Parallel Computation with nbodykit

nbodykit is fully parallelized and is built on top of the Message Passage Interface (MPI) using the Python bindings provided by the mpi4py library. In this section, we discuss some of the crucial ways in which nbodykit interacts with MPI. For those unfamiliar with MPI, a good place to start is the documentation for mpi4py.

Running nbodykit in parallel

Users can execute Python scripts using nbodykit in parallel using the standardized mpiexec MPI executable. If installing nbodykit through Anaconda (as described here), the mpiexec command will be available for use in your conda environment.

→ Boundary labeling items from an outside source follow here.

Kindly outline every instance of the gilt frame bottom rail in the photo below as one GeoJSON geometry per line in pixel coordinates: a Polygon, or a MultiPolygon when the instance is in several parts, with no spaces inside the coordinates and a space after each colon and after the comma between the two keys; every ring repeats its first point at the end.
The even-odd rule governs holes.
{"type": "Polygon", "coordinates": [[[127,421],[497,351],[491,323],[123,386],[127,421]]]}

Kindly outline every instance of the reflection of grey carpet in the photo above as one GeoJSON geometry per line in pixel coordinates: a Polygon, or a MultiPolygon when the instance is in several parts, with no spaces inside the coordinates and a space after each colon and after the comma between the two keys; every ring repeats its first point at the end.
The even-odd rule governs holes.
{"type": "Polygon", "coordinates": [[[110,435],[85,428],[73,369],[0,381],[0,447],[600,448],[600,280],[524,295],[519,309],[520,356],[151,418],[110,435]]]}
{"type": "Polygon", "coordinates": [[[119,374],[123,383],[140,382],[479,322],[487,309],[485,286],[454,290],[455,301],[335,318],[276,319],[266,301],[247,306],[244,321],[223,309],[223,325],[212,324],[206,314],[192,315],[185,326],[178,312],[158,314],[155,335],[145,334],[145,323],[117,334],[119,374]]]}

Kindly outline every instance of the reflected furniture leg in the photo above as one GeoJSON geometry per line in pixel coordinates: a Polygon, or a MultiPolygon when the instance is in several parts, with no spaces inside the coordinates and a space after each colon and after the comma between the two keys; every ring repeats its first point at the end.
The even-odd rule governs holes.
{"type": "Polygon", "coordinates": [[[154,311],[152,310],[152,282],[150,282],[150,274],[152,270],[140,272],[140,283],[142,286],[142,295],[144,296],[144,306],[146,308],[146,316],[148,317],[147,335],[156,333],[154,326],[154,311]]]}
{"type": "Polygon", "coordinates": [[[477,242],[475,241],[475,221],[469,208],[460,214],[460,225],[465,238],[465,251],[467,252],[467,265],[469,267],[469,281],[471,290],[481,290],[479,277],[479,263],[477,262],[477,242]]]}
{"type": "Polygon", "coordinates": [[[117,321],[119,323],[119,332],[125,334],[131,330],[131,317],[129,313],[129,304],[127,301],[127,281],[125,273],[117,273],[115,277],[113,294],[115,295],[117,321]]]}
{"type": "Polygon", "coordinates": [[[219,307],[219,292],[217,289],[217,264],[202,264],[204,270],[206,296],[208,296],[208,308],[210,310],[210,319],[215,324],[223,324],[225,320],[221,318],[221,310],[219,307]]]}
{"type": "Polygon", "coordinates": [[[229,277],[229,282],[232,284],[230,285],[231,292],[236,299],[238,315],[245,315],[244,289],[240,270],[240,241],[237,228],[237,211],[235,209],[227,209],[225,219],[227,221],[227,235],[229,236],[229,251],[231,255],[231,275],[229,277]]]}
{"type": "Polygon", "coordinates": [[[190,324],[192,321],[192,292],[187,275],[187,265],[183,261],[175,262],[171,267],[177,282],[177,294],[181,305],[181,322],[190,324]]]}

As an example, we can run this example script in parallel. The example script can be downloaded manually from GitHub, or using the wget utility:

# install wget via conda, if not installed
$ conda install wget

# download the example script
$ wget https://raw.githubusercontent.com/bccp/nbodykit/master/nersc/example.py

We can execute the example script with 4 MPI cores in parallel using:

# run with 4 MPI workers
$ mpiexec -n 4 python example.py

This example script generates a set of simulated objects and computes the power spectrum via the FFTPower algorithm, saving the result to a JSON file nbkit_example_power.json.

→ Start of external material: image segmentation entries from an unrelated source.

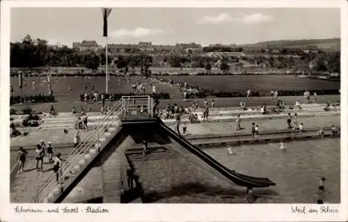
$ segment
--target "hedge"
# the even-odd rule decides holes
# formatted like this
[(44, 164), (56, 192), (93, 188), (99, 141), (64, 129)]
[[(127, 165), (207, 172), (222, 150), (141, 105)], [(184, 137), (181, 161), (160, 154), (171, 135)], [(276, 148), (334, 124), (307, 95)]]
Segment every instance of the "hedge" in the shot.
[[(10, 104), (20, 103), (21, 97), (19, 95), (11, 95), (10, 97)], [(53, 95), (27, 95), (22, 97), (22, 102), (29, 103), (40, 103), (40, 102), (56, 102), (54, 96)]]
[[(143, 95), (132, 93), (113, 93), (113, 94), (112, 94), (112, 97), (110, 98), (111, 95), (109, 95), (109, 94), (105, 94), (105, 99), (109, 100), (111, 101), (118, 101), (118, 100), (120, 100), (120, 99), (122, 96)], [(171, 99), (171, 95), (168, 93), (155, 93), (155, 94), (150, 95), (150, 96), (154, 100), (170, 100)], [(88, 99), (88, 100), (93, 100), (94, 96), (93, 95), (88, 95), (87, 98)], [(98, 95), (98, 100), (102, 100), (102, 95)], [(80, 95), (80, 101), (81, 101), (81, 102), (84, 101), (84, 94)]]

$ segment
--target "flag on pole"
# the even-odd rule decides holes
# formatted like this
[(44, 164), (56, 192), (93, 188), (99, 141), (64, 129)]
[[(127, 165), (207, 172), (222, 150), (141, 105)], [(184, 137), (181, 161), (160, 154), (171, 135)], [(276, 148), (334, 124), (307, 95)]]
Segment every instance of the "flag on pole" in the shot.
[(111, 8), (102, 8), (102, 10), (103, 12), (103, 20), (104, 20), (104, 26), (103, 26), (103, 36), (108, 36), (108, 17), (111, 12)]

The MPI calling sequence typically differs for supercomputing environments and depends on the task scheduler being used. For example, when using the Slurm manager (as on NERSC), the equivalent command to execute the example script is:

$ srun -n 4 python example.py

On a managed computing facility, it is also usually necessary to include directives that reserves the computing resource used for running the script. Often, you can refer to the ‘Submitting a Job’ section of the user guide of the facility, e.g., NERSC Cori, NERSC Edison, and the NCSA. However, be aware these user guides are not always accurate, and it is always better to check with someone who uses these facilities first.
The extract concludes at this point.